Qu’est ce qui fait la différence alors? Le maire n’est pas le seul décisionnaire. Le taux voté par la commune est appliqué sur une «valeur locative cadastrale», évaluée par les services fiscaux de l’Etat en fonction notamment de la surface ou du quartier. Et les valeurs locatives sont élevées à Mayotte, comme l’avait révélée en septembre 2014 une mission conduite par l’Inspection générale de l’administration et l’Inspection générale des finances en déplacement à Mayotte.
Une valeur locative comparable à l’Ile-de-France
Une anomalie qu’avait relevée le sénateur Thani Mohamed Soilihi et porté à la connaissance des membres de cette mission: «les ‘valeurs locatives’ qui servent de base au calcul de l’impôt sont comparables à celles des départements d’Ile-de France», avait-il fait part au JDM alors, déplorant qu’elles soient «bien supérieures » à la moyenne des départements d’Outre-mer.
Ce qui s’explique pour la direction des services fiscaux à Mayotte : «Nous avons pris comme référence la valeur des loyers pratiqués en 2012, lors de la bascule vers le droit commun, quand la métropole et les Outre-mer utilisent les valeurs de 1970»… Pas pour longtemps, une réévaluation étant dans l’air. Mais si les autres territoires sont déconnectés de la valeur du marché, Mayotte colle à une réalité au-dessus de ses moyens.
En 2014, si les habitants de Koungou n’avaient pas senti de différence, c’est que la commune avait maintenu des taux bas.
1,3 millions de manque de recettes fiscales…
Mais pour le maire de Koungou, il fallait avant tout «rattraper un déséquilibre du budget». Ce que nous explique son Directeur général des Services, Abdou Salam Baco : «Nous étions une des communes à la fiscalité la moins sévère. Nous avons établi notre budget prévisionnel sur une recette fiscale estimée à 2,2 millions d’euros par les services fiscaux. Or, ils nous ont annoncé en avoir récupéré seulement 900.000 euros, pour des problèmes d’adressage notamment… Il a donc fallu voter une décision modificative et corriger en montant les taux. »
Détail technique, 2014 a fonctionné comme une année tampon où l’Etat a versé aux collectivités de Mayotte un forfait établi sur les espoirs de recettes fiscales, pour passer en droit commun en 2015, avec des recettes dépendantes du recouvrement.
La commune a dû réagir face à ce manque à gagner et le vote d’une augmentation du taux a alors été décidé au sein du conseil municipal. Mettant la population devant le fait accompli.

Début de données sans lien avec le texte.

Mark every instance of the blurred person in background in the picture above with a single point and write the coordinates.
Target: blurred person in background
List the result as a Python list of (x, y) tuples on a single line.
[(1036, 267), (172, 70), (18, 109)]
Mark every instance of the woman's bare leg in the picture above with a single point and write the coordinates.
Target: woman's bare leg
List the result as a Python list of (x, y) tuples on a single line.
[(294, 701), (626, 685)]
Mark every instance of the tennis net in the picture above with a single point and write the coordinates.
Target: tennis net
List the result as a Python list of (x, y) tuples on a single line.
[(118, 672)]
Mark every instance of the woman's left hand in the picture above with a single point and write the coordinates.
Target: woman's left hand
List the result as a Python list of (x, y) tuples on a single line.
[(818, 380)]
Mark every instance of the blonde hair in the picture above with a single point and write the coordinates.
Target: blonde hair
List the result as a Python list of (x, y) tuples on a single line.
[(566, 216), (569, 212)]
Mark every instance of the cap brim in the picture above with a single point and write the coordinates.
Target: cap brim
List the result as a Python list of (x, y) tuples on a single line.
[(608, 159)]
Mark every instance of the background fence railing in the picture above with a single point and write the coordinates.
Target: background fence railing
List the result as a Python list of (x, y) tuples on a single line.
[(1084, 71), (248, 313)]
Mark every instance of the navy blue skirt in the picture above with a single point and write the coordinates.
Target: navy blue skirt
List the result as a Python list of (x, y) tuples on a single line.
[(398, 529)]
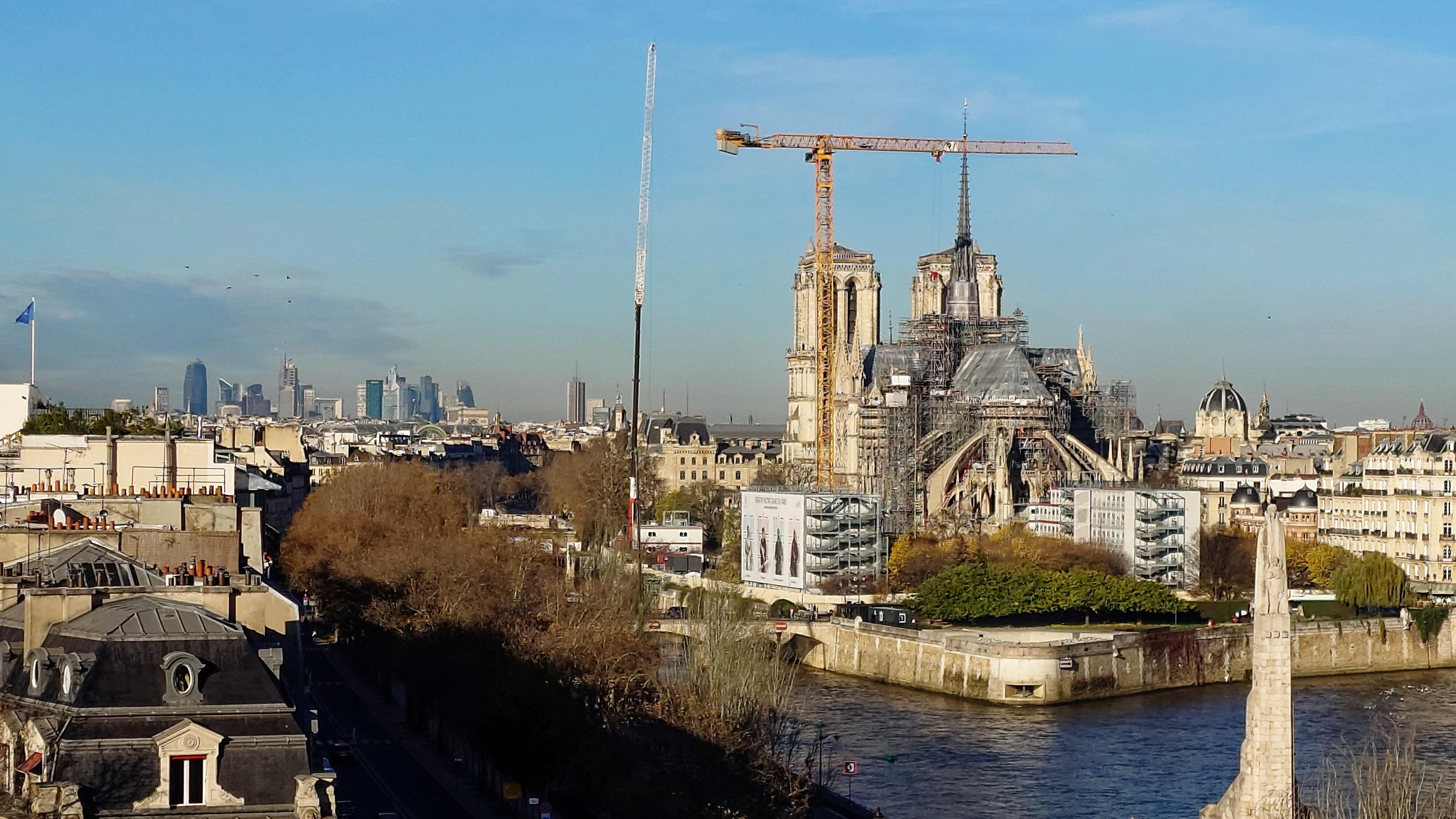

Surtout, que si des efforts sont à noter, beaucoup reste à faire à Koungou : manque d’infrastructures, déchets encore parfois entassés le long de la route à Majicavo Koropa, et les sacs ramassés à la main par les agents, faute de camions de ramassage aux normes, qui ne passent d’ailleurs pas partout.
Semer ce qui est récolté
Le DGS développe donc les ambitions de la commune: «Je rappelle que la collecte des déchets est maintenant dévolue au SIDEVAM 976 (dont le maire de Koungou est le président, ndlr). Ils ont prévu de renouveler le parc de camions. Quant aux équipements, nous avons rénovés les plateaux de Trévani et Longoni, électrifié les terrains de foot de Majicavo et Koungou, et d’ici la fin de l’année, Kangani et Longoni. La route de désenclavement de Bandrajou est terminée, et nous nous dotons, avec l’aide de l’AFD, d’une Maison de la Nature.»
Quant à envisager que le déséquilibre du budget soit aussi limité par un gel de l’indexation des salaires des fonctionnaires, pas question, «c’est un acquis!»
Les habitants seront-ils de nouveau assommés à coup de gourdin fiscal l’année prochaine, il ne le sait pas encore, mais a priori pas de mauvaises surprises : l’Etat nous propose trois taux, mini, médian, et maxi. Nous sommes juste passés du mini au médian cette année pour compenser le manque à gagner du recouvrement.»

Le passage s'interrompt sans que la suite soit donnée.